Ukraine war briefing: Kyiv repatriates more bodies of fallen soldiers amid major exchange with Russia
Ukraine has repatriated more bodies of fallen soldiers in accordance with an agreement reached during peace talks in Istanbul, Ukrainian officials said Friday. Ukraine's Coordination Headquarters for the Treatment of Prisoners of War said Russia had returned 1,200 bodies, and 'according to the Russian side, the bodies belong to Ukrainian citizens, in particular military personnel'. The repatriation of the bodies was carried out with the help of Ukraine's armed forces, the country's security service, the interior ministry and other government agencies, its statement said. Forensic experts would now work to identify the remains. The repatriation marks one of the war's largest returns of remains.
Russia says its forces have captured another village in Ukraine's north-eastern Sumy region amid its ramped-up offensive there. Moscow's defence ministry said on Friday it had taken control of the village of Yablunivka, about 9km (five miles) from the Russian border. Ukrainian president Volodymyr Zelenskyy has said Ukrainian forces are 'gradually pushing back the occupiers' in the border region but prevailing assessments have shown Russian gains.
Russia's defence ministry said Russian forces had also taken control of two other Ukrainian villages – Koptevo and Komar in the eastern Donetsk region, Russia's Tass news agency reported. The ministry said Russian troops had captured six Ukrainian villages over the past week. The battlefield reports could not be independently verified.

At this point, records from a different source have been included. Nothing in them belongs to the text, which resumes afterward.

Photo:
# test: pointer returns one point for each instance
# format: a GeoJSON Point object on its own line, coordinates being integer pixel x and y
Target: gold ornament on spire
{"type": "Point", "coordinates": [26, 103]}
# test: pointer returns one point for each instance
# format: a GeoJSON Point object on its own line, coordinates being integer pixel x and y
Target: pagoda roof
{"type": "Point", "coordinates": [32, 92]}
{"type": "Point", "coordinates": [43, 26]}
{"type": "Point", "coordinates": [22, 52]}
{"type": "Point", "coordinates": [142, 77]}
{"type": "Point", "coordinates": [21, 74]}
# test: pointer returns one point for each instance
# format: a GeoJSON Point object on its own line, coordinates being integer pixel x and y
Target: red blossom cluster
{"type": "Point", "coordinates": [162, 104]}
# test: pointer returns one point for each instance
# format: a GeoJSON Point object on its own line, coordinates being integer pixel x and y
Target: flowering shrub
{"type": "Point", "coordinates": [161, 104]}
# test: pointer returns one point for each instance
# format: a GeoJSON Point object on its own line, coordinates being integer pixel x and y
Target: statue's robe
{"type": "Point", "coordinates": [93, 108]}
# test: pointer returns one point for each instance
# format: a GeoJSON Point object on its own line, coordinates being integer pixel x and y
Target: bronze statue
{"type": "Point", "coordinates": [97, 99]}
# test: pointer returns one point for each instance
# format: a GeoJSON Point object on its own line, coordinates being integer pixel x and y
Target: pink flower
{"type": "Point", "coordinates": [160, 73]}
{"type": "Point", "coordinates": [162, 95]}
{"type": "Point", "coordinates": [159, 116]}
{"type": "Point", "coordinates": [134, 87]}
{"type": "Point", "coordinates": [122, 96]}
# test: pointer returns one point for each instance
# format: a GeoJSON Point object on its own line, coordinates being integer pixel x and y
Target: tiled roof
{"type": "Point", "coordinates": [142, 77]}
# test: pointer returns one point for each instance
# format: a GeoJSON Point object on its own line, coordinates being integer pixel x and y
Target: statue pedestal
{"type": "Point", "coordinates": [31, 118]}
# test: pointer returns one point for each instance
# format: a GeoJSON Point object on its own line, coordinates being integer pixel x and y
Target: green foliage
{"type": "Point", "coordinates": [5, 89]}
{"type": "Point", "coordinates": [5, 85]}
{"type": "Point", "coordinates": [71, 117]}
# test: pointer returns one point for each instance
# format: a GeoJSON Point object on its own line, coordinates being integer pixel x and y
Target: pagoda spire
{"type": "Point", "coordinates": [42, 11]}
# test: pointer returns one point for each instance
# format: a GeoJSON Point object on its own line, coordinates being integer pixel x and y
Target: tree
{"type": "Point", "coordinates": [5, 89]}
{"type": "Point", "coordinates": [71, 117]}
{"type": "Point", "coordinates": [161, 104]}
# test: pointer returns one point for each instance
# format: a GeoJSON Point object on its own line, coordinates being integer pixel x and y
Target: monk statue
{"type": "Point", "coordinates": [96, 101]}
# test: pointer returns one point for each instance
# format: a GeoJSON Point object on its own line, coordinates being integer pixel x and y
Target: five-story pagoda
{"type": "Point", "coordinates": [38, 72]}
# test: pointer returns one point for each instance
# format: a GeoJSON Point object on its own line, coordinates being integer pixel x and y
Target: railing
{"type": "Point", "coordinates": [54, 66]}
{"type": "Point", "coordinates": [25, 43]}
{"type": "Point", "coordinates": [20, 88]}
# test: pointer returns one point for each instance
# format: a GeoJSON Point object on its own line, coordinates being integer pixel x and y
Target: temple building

A 73-year-old American jailed by Russia as a mercenary for Ukraine protested his innocence when his US-based legal team and family finally tracked him down in April, months after he vanished into the vast Russian prison system, they said. Stephen Hubbard, a retired schoolteacher, was sentenced last October to almost seven years in a penal colony and Russian state media reported that he had entered a guilty plea in the closed-door trial. His US-based lawyer, who made his first public comments on the case to the New York Times this week, said: 'The first thing Hubbard wanted to talk about when he was able to make contact with the outside world was: 'It's not true.'' US officials have requested his immediate release.
Ukraine's air force said on Friday that Russia fired 55 Shahed and decoy drones and four ballistic missiles at Ukraine overnight. The air force said air defences had neutralised 43 drones. There were no immediate reports of casualties or damage. Russia's defence ministry, meanwhile, said its air defences had downed 125 Ukrainian drones over several Russian regions and the annexed region of Crimea into early Friday.